Ventitré scalini da percorrere salendo in ginocchio e pregando, due rampe continue di cui una nascosta da un muretto di pietra bianca, logorato ed eroso dal tempo e dalle intemperie. Soprattutto al ritorno, scendendo queste scale vi sembrerà di precipitare giù, vi troverete aggrappati a quella parete benedetta cercando protezione e appiglio, è una sensazione strana, particolare, indimenticabile.

L’ingresso all’eremo avviene mediante una porticina in legno, che ridà su un locale cieco, con pareti e pavimenti spogli, che esaltano un piccolo altare con la statua di San Bartolomeo.

Al lato dell’altare scorre un rigagnolo d’acqua santa e miracolosa che defluisce in una vasca esterna a disposizione dei credenti.

Questa prima stanza, oltre alla cappella duecentesca affrescata, costituisce il corpo essenziale della struttura. C’è una seconda stanza spoglia, il cui uso non è stato accertato, e diversi corridoi e nicchie scavate nella roccia umida e bianca.

La visita all’eremo è consigliata specialmente il 25 agosto e il 9 settembre, per poterne meglio apprezzare il carattere religioso-folcloristico. Come da tradizione, infatti, i pellegrini in queste date, dopo la messa celebrata all’alba nella cappella e la colazione presso il sottostante torrente “Capo della Vena”, conducono in processione la statua del santo in paese.

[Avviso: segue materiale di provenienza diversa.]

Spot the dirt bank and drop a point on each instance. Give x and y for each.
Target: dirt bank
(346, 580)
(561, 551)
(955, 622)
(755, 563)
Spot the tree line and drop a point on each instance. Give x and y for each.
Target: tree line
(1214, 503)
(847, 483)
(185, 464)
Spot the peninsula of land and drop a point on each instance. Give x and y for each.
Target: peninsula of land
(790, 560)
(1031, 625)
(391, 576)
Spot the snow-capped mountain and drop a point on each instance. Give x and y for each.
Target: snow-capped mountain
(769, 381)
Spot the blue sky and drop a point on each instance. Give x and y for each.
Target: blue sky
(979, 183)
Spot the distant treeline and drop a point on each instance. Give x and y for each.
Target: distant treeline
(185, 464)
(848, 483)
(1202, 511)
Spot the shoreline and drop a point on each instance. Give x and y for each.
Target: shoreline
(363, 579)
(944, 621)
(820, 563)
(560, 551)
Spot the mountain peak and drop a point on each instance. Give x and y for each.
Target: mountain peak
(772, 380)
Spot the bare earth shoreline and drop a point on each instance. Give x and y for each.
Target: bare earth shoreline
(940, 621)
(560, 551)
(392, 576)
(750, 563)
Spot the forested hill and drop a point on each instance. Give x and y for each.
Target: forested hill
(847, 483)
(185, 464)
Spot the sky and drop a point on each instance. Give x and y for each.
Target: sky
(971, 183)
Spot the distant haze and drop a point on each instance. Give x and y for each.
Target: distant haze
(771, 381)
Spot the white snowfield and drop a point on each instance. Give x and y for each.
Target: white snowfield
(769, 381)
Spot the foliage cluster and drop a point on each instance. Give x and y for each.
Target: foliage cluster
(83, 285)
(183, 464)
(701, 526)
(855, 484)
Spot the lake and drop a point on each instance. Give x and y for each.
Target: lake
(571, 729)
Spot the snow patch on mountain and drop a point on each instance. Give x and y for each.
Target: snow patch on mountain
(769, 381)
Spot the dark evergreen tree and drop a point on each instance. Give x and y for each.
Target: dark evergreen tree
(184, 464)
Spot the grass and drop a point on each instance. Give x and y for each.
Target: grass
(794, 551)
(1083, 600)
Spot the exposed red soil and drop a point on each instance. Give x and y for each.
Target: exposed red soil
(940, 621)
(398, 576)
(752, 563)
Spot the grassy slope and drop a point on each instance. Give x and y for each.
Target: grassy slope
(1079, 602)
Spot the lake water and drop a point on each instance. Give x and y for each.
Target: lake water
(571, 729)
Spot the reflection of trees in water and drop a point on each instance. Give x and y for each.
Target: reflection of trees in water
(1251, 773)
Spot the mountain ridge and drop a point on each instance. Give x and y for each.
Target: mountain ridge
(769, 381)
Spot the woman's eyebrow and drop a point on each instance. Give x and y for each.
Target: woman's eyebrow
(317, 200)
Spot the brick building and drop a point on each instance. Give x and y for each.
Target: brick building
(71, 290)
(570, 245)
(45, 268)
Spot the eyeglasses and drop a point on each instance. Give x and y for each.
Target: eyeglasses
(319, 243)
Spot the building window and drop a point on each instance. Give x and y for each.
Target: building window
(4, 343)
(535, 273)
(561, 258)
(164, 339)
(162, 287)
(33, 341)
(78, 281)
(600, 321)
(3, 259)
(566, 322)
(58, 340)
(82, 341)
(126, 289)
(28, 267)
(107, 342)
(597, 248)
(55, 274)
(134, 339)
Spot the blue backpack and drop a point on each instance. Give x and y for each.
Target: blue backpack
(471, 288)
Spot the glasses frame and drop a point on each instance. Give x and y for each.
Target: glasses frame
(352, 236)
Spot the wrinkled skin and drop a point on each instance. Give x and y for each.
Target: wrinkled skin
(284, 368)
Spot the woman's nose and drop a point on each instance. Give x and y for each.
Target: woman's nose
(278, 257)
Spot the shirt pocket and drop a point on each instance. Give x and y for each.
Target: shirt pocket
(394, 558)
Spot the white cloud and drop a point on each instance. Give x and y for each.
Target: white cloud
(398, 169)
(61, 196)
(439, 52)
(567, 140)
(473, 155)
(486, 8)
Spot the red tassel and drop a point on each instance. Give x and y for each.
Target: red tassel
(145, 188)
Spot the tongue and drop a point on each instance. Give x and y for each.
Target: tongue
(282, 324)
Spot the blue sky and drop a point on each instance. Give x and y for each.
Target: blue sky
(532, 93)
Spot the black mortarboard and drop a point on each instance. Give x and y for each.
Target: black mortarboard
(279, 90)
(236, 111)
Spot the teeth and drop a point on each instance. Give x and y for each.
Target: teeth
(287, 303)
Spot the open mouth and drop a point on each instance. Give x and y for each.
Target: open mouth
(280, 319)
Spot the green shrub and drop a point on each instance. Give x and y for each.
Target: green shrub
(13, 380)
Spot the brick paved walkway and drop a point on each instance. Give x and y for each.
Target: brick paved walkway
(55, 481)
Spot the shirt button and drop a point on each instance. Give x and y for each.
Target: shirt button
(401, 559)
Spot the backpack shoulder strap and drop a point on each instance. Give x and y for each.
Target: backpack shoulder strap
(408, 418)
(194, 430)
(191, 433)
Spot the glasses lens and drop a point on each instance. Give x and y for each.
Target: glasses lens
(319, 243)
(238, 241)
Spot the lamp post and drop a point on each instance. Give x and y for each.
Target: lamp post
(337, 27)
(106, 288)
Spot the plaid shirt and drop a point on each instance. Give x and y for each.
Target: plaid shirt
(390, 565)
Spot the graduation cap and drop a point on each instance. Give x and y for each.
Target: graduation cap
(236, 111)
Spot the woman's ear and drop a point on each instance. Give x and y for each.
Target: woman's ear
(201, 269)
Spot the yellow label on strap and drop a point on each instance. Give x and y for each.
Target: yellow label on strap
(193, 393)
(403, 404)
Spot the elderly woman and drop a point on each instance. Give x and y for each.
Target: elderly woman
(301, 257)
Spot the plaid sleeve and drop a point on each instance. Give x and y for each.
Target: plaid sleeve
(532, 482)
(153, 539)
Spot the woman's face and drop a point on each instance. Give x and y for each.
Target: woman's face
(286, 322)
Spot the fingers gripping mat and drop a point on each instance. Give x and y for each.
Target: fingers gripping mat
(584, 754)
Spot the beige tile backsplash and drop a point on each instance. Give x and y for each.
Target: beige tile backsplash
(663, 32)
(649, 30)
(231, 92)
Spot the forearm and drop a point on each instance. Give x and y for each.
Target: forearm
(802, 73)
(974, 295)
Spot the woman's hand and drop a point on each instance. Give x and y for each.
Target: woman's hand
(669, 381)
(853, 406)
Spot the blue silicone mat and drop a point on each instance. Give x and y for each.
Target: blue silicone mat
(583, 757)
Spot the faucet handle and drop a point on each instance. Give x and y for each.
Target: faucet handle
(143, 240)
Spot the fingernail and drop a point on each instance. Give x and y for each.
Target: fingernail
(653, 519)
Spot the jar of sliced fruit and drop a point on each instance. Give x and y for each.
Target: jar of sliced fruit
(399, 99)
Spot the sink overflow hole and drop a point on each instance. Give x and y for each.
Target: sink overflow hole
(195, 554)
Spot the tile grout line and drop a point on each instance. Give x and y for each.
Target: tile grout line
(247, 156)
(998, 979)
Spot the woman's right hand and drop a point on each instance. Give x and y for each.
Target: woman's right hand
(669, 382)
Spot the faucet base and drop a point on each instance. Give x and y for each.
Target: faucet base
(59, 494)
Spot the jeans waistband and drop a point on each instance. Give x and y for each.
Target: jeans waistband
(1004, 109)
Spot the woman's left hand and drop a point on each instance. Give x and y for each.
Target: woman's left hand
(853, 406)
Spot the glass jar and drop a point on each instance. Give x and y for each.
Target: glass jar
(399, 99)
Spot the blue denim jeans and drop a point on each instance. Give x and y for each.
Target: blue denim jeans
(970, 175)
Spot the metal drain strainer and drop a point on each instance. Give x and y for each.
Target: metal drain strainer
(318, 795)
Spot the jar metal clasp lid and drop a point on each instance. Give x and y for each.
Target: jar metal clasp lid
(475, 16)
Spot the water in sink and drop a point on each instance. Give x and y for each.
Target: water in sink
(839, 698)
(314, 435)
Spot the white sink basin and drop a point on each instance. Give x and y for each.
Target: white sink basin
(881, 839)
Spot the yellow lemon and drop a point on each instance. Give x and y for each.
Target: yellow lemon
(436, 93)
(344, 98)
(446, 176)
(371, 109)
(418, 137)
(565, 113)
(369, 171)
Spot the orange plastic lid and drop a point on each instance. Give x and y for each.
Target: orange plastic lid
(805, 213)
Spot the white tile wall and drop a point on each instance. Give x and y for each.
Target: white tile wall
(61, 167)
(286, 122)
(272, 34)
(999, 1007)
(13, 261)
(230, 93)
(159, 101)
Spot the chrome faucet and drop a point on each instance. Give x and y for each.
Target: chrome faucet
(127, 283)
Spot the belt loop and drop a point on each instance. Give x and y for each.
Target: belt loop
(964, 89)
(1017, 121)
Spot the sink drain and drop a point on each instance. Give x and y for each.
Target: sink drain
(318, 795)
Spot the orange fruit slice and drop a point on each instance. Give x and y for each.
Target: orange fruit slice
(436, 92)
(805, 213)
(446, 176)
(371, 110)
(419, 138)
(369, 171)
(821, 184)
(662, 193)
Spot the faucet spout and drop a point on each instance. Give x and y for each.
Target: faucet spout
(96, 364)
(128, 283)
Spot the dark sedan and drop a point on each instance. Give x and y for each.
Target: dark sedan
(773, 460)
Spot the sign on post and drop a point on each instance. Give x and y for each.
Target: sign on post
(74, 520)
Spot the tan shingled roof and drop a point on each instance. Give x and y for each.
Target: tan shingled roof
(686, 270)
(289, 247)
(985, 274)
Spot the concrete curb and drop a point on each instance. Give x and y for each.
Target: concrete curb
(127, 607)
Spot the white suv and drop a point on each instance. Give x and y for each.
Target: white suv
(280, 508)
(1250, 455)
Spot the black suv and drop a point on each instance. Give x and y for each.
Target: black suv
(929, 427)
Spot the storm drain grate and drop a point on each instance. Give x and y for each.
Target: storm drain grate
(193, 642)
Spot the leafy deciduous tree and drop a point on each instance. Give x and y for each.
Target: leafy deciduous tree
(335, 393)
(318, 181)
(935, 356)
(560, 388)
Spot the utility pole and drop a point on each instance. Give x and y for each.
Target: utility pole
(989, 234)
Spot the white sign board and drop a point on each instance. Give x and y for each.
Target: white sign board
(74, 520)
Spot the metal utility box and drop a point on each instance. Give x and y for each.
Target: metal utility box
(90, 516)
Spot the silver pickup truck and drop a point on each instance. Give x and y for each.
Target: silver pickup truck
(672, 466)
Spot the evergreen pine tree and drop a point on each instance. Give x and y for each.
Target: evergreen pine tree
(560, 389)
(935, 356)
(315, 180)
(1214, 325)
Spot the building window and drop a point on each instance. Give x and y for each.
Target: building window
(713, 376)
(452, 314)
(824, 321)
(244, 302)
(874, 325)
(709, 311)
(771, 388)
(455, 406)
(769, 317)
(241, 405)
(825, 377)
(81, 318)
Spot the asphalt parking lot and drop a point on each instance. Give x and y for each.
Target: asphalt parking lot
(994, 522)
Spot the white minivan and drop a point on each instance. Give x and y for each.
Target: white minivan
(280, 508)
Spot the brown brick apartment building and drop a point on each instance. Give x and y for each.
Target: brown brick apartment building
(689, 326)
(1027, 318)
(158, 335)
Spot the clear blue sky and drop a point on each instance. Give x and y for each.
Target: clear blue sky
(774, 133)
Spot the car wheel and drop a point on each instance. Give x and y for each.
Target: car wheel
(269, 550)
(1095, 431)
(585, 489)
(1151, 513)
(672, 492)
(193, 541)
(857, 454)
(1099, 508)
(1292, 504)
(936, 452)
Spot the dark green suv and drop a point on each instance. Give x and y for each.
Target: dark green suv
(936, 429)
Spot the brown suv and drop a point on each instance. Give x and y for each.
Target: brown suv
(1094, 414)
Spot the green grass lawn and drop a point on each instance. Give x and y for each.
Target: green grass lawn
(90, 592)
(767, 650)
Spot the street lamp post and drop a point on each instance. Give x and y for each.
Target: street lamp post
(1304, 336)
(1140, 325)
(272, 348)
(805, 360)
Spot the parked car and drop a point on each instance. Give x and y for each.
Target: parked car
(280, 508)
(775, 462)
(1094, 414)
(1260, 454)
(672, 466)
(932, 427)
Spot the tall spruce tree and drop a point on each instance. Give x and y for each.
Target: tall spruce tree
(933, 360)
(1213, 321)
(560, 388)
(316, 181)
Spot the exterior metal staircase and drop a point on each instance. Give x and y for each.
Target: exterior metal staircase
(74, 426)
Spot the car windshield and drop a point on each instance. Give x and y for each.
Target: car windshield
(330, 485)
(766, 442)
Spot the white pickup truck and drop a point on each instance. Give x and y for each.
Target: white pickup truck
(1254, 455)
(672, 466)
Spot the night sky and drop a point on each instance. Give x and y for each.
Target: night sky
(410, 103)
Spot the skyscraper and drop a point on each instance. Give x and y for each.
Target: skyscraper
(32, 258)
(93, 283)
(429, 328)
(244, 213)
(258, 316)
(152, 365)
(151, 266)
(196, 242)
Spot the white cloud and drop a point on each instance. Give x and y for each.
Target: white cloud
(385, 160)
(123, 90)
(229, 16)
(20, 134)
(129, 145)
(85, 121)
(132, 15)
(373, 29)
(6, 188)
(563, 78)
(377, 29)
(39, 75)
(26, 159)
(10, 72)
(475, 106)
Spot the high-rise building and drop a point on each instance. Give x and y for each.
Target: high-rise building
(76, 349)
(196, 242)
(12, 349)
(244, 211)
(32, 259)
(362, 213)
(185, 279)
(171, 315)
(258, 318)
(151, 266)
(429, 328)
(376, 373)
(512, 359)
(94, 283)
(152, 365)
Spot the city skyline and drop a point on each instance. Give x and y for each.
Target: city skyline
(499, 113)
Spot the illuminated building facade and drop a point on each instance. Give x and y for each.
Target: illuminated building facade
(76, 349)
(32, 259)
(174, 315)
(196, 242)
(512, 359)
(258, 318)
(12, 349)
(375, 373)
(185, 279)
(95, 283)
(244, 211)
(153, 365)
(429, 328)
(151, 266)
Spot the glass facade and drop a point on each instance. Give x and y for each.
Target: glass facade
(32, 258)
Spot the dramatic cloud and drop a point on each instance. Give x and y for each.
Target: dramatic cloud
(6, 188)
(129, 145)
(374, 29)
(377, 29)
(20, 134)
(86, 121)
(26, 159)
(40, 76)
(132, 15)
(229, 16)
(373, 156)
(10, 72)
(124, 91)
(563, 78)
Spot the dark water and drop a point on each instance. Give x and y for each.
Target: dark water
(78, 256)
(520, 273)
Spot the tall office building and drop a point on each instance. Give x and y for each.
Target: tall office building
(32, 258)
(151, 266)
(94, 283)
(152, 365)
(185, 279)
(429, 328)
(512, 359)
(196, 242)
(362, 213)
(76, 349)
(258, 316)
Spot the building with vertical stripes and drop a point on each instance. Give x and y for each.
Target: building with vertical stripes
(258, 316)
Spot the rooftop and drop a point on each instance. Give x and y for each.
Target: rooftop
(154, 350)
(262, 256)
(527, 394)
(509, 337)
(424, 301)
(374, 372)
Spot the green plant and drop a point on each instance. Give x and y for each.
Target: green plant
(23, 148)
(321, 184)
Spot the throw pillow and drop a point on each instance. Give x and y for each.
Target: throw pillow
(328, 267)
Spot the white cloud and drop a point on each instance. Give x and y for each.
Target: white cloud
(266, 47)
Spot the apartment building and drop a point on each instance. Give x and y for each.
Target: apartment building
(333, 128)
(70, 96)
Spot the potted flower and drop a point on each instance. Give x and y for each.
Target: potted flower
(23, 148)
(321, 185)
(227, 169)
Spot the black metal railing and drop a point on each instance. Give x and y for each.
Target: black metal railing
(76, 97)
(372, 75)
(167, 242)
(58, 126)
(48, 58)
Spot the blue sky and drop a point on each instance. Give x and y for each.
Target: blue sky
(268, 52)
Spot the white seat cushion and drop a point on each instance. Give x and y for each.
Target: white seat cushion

Al di là dell’aspetto prettamente religioso del luogo, la visita all’eremo è uno dei modi migliori per poter passare una giornata a contatto con la natura, liberi da ogni tipo di stress cittadino, in una dimensione ascetica, emozionati da panorami mozzafiato e dall’ebbrezza del richiamo ancestrale pastorale che emanano i piccoli trulli che ricoprono la vallata sovrastante.